Instantaneously, the person who would normally travel 10 miles around six different supermarkets in order to save 3p on a tub of yoghurt, is suddenly quite at ease purchasing three bottles of 60p mineral water for £2.30 each, or two slices of bread with a piece of neatly cut inner tube masquerading as a slice of salami in between for nearly £5.

Similarly, while at home, they will take Tom's advice and travel 15 miles out of their way to save 3p a litre on petrol, yet they are quite happy to fill up on the motorway at their normal home price + 14p a litre!

Why do people do it? Do they not realise that if they voted with their brains, wallets and feet, it would drive these over-pricings down.

There are a variety of reasons these venues give as to why their good are so over-priced.

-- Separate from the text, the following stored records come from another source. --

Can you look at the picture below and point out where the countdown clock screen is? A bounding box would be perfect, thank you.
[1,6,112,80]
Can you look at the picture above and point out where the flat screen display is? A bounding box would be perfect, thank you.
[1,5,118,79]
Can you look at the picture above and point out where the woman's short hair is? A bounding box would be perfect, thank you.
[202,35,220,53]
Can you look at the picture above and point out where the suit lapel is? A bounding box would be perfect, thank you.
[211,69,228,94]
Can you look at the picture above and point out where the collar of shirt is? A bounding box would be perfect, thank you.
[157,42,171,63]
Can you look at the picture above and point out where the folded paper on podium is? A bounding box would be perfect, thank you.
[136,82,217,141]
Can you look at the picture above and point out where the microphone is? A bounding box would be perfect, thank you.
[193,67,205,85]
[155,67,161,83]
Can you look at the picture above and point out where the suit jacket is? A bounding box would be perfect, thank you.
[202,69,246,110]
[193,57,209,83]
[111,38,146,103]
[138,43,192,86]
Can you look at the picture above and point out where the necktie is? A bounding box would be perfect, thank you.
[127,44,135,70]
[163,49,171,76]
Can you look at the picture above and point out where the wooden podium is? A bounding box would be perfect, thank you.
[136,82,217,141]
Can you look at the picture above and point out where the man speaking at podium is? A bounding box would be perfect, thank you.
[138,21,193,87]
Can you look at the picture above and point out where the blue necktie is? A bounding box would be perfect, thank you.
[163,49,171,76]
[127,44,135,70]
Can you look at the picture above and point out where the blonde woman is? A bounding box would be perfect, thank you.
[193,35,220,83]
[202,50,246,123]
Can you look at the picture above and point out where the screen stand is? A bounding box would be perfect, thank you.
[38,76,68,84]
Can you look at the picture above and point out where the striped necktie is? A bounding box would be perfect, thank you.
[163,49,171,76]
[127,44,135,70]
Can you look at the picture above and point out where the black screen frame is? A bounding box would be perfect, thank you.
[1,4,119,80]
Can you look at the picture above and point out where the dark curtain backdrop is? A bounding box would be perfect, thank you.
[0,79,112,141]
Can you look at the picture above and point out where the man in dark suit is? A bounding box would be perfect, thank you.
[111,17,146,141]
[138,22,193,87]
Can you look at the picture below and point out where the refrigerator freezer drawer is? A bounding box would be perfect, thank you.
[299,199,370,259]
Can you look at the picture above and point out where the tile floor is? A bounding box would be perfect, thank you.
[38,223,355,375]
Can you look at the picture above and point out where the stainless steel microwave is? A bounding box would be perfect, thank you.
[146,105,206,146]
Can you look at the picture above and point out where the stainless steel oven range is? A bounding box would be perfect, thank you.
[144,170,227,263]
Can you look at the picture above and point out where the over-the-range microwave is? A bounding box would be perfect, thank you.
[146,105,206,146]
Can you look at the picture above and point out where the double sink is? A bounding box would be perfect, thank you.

The best one, for motorway stopovers, is "we have to pay staff" and pay "our rental costs". Yes. So does my local Londis, open at 6am every morning until 10pm at night -  yet I can get some cracking offers there (OK, some items might be cheaper in the supermarket). And I bet the poor motorway staff aren't paid at an equivalent rate to the head office clowns who set the over-pricing strategy!

And these suburban shopping parade destroyers, or Tesco Metros as some might refer to them, are no great shakes either. They force small family-run grocery stores and newsagents out of business, when they are, on average, 15-20% more expensive than their supermarket brethren.

But I really can't get to grips with why airports, train stations, and motorway stopovers simply just have to always rip you off! And especially as they are a gateway for many tourists. They are excruciatingly and blatantly over-priced. It's such a great impression we give to the visitor!

Sadly, their prices will remain for as long as the sheepish, and let's be honest, idiotic customers, keep buying the stuff.